The passage is also explicit about Abraham’s inner conflict. He is “very grievous” because the boy is his son. God then speaks into the dispute: Abraham is told not to be distressed and to do what Sarah says in this matter. At the same time, God draws a clear line about the covenant line continuing through Isaac (“from Isaac will your seed be called”) while also promising a future for the other son as well.
1) What “mocking” means. Some read the word as simple childish teasing or laughter that Sarah takes badly. Others think it signals something more hostile—ridicule that undermines Isaac’s status, or behavior that could become a real threat to Isaac’s place as heir. The text itself reports Sarah’s observation and reaction but does not spell out the exact behavior.
2) What God’s “listen to her” implies. Some take it as God affirming Sarah’s judgment (that the situation truly requires separation). Others see God permitting a hard choice that fits his larger plan, without saying every part of Sarah’s motives or methods are morally endorsed. The text clearly says God directs Abraham to comply, but it does not explicitly evaluate Sarah’s heart.
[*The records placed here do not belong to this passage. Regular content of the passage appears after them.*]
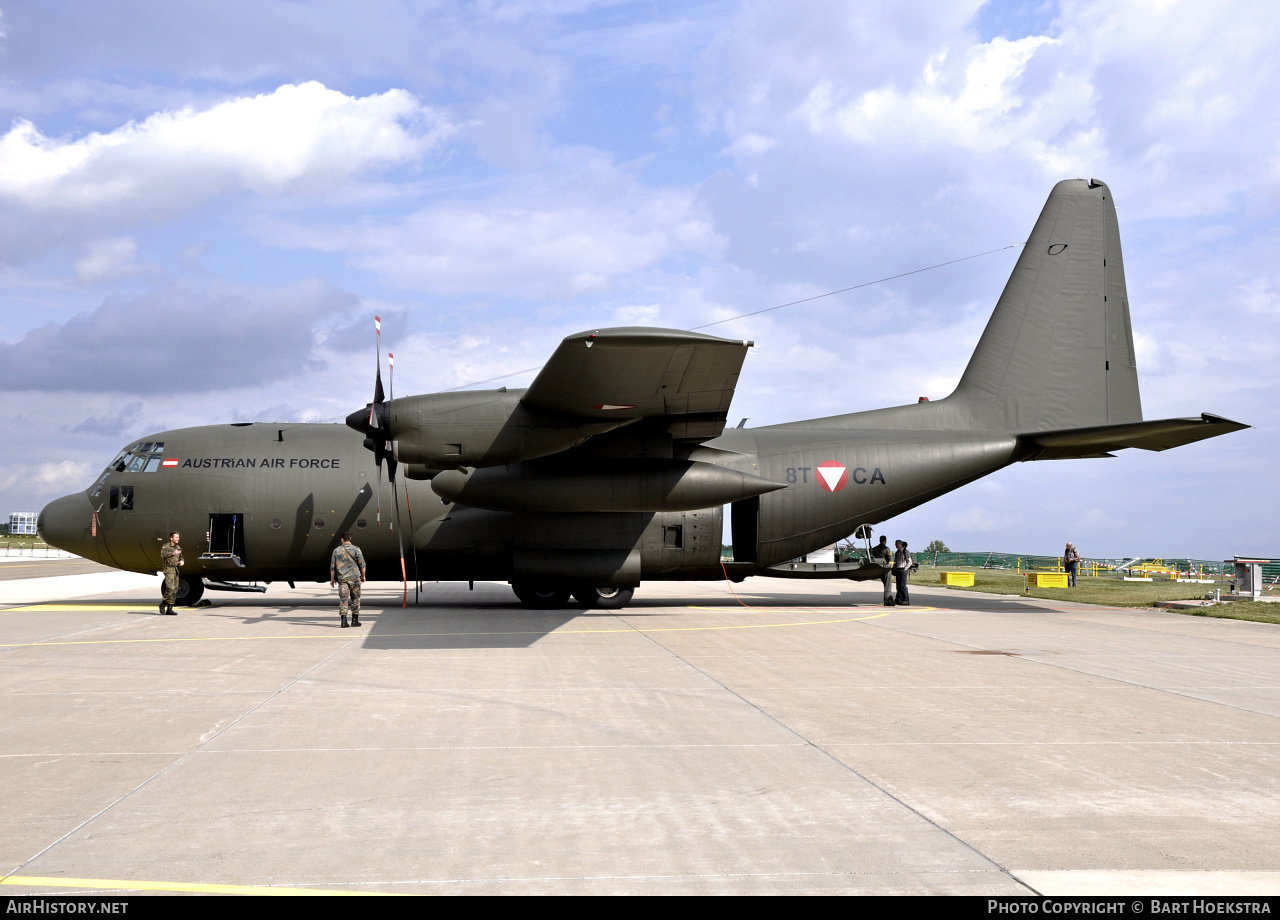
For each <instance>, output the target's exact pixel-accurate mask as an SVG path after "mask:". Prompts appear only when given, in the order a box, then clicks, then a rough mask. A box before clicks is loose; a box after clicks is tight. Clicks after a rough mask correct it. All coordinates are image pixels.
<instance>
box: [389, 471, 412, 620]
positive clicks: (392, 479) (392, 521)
mask: <svg viewBox="0 0 1280 920" xmlns="http://www.w3.org/2000/svg"><path fill="white" fill-rule="evenodd" d="M392 462H393V463H394V459H393V461H392ZM390 480H392V527H393V528H394V530H396V540H397V541H398V543H399V548H401V583H402V585H403V586H404V596H403V598H402V599H401V607H402V608H404V607H408V573H407V572H406V571H404V532H403V530H402V528H399V527H396V518H397V517H398V516H399V489H397V488H396V471H394V468H392V475H390Z"/></svg>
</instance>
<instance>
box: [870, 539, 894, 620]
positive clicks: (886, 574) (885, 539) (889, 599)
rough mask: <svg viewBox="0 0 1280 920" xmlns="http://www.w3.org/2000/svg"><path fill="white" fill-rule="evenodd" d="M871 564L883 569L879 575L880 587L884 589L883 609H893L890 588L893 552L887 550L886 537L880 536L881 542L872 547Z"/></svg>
mask: <svg viewBox="0 0 1280 920" xmlns="http://www.w3.org/2000/svg"><path fill="white" fill-rule="evenodd" d="M872 562H874V563H878V564H881V566H883V567H884V572H883V573H882V575H881V585H882V586H883V587H884V607H893V589H892V587H890V578H891V577H892V575H893V571H892V568H893V550H891V549H890V548H888V537H887V536H882V537H881V541H879V543H878V544H876V545H874V546H872Z"/></svg>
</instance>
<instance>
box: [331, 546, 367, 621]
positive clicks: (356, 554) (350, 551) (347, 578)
mask: <svg viewBox="0 0 1280 920" xmlns="http://www.w3.org/2000/svg"><path fill="white" fill-rule="evenodd" d="M364 580H365V554H364V553H361V551H360V546H356V545H355V544H352V543H351V534H349V532H348V534H343V535H342V543H340V544H338V546H337V548H335V549H334V550H333V560H332V562H330V563H329V586H330V587H333V586H334V585H337V586H338V615H339V617H342V628H343V630H346V628H347V626H348V623H347V610H351V623H349V626H360V583H361V582H362V581H364Z"/></svg>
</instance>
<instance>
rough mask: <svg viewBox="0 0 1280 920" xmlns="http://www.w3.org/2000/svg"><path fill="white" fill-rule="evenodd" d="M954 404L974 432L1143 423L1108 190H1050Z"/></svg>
mask: <svg viewBox="0 0 1280 920" xmlns="http://www.w3.org/2000/svg"><path fill="white" fill-rule="evenodd" d="M954 399H955V401H956V402H959V403H963V404H964V406H965V408H966V409H968V411H969V413H970V415H972V418H973V421H974V422H975V424H977V425H979V426H982V427H991V429H998V430H1005V431H1025V432H1030V431H1051V430H1059V429H1076V427H1088V426H1098V425H1119V424H1128V422H1137V421H1142V402H1140V399H1139V395H1138V370H1137V366H1135V361H1134V353H1133V330H1132V329H1130V325H1129V296H1128V293H1126V290H1125V283H1124V260H1123V258H1121V256H1120V226H1119V223H1117V221H1116V210H1115V203H1114V202H1112V200H1111V189H1108V188H1107V187H1106V184H1103V183H1101V182H1098V180H1097V179H1092V180H1089V182H1085V180H1084V179H1068V180H1065V182H1060V183H1057V186H1055V187H1053V191H1052V193H1050V197H1048V201H1047V202H1046V203H1044V210H1043V211H1041V216H1039V219H1038V220H1037V221H1036V228H1034V229H1033V230H1032V235H1030V238H1029V239H1028V241H1027V246H1025V247H1024V250H1023V253H1021V256H1019V258H1018V265H1016V266H1015V267H1014V274H1012V275H1011V276H1010V279H1009V283H1007V284H1006V285H1005V290H1004V293H1002V294H1001V296H1000V301H998V302H997V305H996V311H995V312H993V313H992V316H991V320H989V321H988V322H987V329H986V331H983V334H982V339H979V342H978V347H977V349H975V351H974V353H973V357H972V358H970V360H969V366H968V367H966V369H965V372H964V376H963V377H961V379H960V385H959V386H957V388H956V392H955V394H954Z"/></svg>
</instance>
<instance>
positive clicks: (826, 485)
mask: <svg viewBox="0 0 1280 920" xmlns="http://www.w3.org/2000/svg"><path fill="white" fill-rule="evenodd" d="M814 472H817V473H818V485H820V486H822V488H823V489H826V490H827V491H840V490H841V489H844V488H845V486H846V485H849V467H846V466H845V464H844V463H837V462H836V461H826V462H824V463H819V464H818V468H817V470H815V471H814Z"/></svg>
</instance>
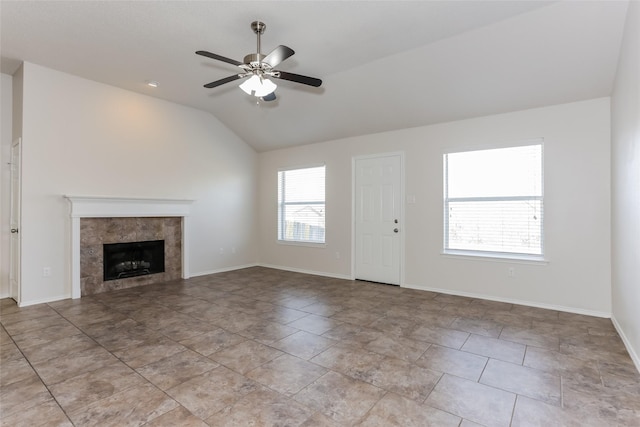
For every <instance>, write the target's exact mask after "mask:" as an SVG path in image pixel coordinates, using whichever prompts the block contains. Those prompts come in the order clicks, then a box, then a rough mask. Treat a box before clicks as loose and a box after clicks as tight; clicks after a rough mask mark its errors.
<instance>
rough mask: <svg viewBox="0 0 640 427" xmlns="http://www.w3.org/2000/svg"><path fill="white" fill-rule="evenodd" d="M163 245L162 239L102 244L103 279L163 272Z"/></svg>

3) What “heir” means in this moment. Some interpret Sarah’s language as mainly about formal inheritance rights and legal standing within the household. Others see it as broader: who counts as the recognized son for the promise and the family’s future, even if material inheritance is part of it.
Why the disagreement exists The narrative gives strong actions and strong emotions but limited detail about the “mocking,” Sarah’s inner motives, and the precise social-legal mechanics of inheritance. Readers therefore infer the severity of the offense and the meaning of God’s instruction from the broader story and from assumptions about household customs.
What this passage clearly contributes The passage makes a careful distinction between two truths held together: (1) Isaac is singled out as the child through whom Abraham’s “seed” is identified; (2) Abraham’s other son is still Abraham’s offspring, and God promises him a future nation. The story also shows that God’s stated plan advances amid real family pain, not by denying it. This unit sets up the next episode where the human cost of the decision is experienced in full (Genesis 21:14–21).